Si può crescere senza invecchiare? Si può fare dell'esperienza una forza e un arricchimento e non un motivo di stasi e disillusione? Osservare il presente con l'occhio critico di chi ci sta dentro, non con quello di chi ne resta fuori e se ne sente al di sopra? Viaggiare, conoscere, continuare a scoprire?
Si può, e i Tre allegri ragazzi morti sono fra quelli che hanno la ricetta per farlo. Diventare grandi senza ammuffire, che poi non significa chissà cosa, non significa fare solo capolavori o migliorare a ogni album, questo non lo fanno i TARM, non lo fa, fino a prova contraria, nessuno dei gruppi che invecchiano con dignità. La questione è un'altra: "Inumani" è un capolavoro? No. È un album che ha dinamismo, idee, visione, voglia di scoperta? Che potrebbe sembrare prodotto da una band emergente? Sì.

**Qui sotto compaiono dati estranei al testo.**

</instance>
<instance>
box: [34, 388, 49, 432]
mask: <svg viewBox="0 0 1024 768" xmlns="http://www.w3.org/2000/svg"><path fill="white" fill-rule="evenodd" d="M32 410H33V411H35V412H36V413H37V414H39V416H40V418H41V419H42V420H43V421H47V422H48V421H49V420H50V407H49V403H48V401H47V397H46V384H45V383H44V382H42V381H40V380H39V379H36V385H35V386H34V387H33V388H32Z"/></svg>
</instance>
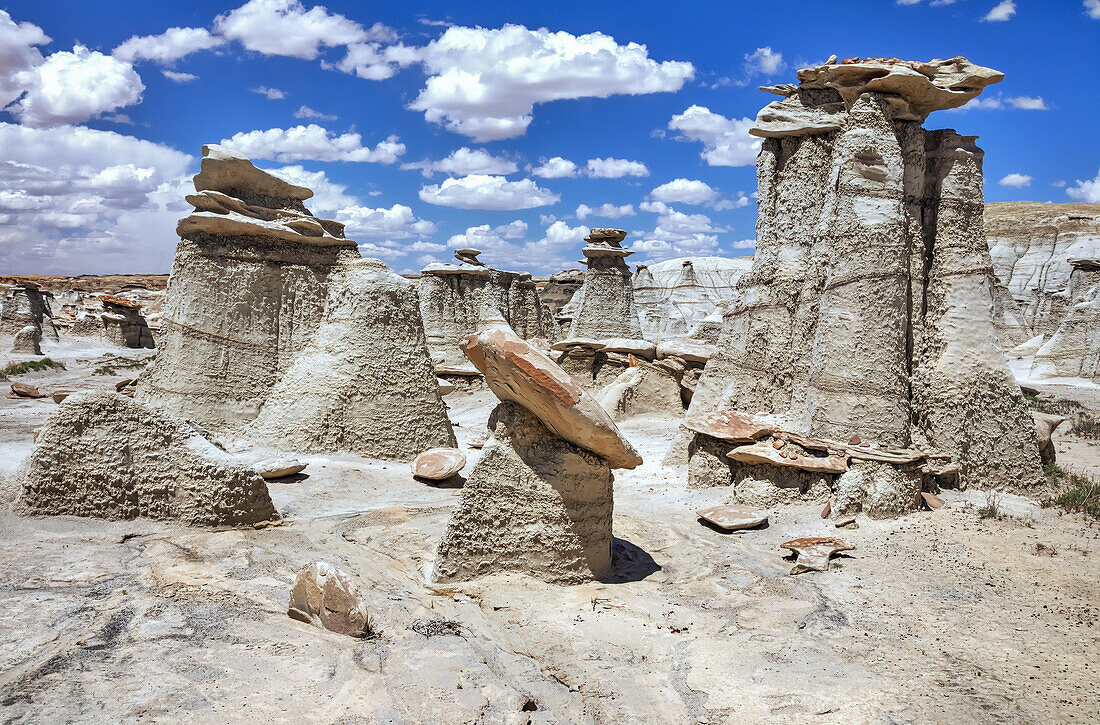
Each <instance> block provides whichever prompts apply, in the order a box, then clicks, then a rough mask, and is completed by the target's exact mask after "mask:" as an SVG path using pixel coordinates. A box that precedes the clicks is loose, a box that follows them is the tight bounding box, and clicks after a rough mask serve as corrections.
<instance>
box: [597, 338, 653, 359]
mask: <svg viewBox="0 0 1100 725" xmlns="http://www.w3.org/2000/svg"><path fill="white" fill-rule="evenodd" d="M598 352H618V353H623V354H630V355H635V356H637V358H641V359H642V360H652V359H653V358H656V356H657V345H656V344H653V343H652V342H649V341H648V340H631V339H628V338H610V339H608V340H604V345H603V347H602V348H598Z"/></svg>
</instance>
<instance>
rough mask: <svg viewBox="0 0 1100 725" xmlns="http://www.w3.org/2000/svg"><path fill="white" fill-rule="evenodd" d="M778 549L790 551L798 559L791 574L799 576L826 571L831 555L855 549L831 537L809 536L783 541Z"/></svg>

E tanto basta per promuovere ancora una volta Toffolo&Co. Che tornano con un disco fresco e giovane, dicevamo, e allo stesso tempo che suona come un sunto – cosa forse inevitabile a un certo punto - della carriera della band.
C'è dunque quella continua ricerca di sonorità da tutto il mondo, che li aveva portati a infatuarsi delle ritmiche reggaeggianti (presenti anche qui, per esempio in “E invece niente”) e che oggi li ha fatti innamorare della cumbia colombiana. Questa musica che secondo Davide Toffolo è “come il punk” la troviamo a colorare Milano, “capital ben vestida”, nel primo singolo, dove il featuring di Jovanotti ci sta come un hipster sui Navigli.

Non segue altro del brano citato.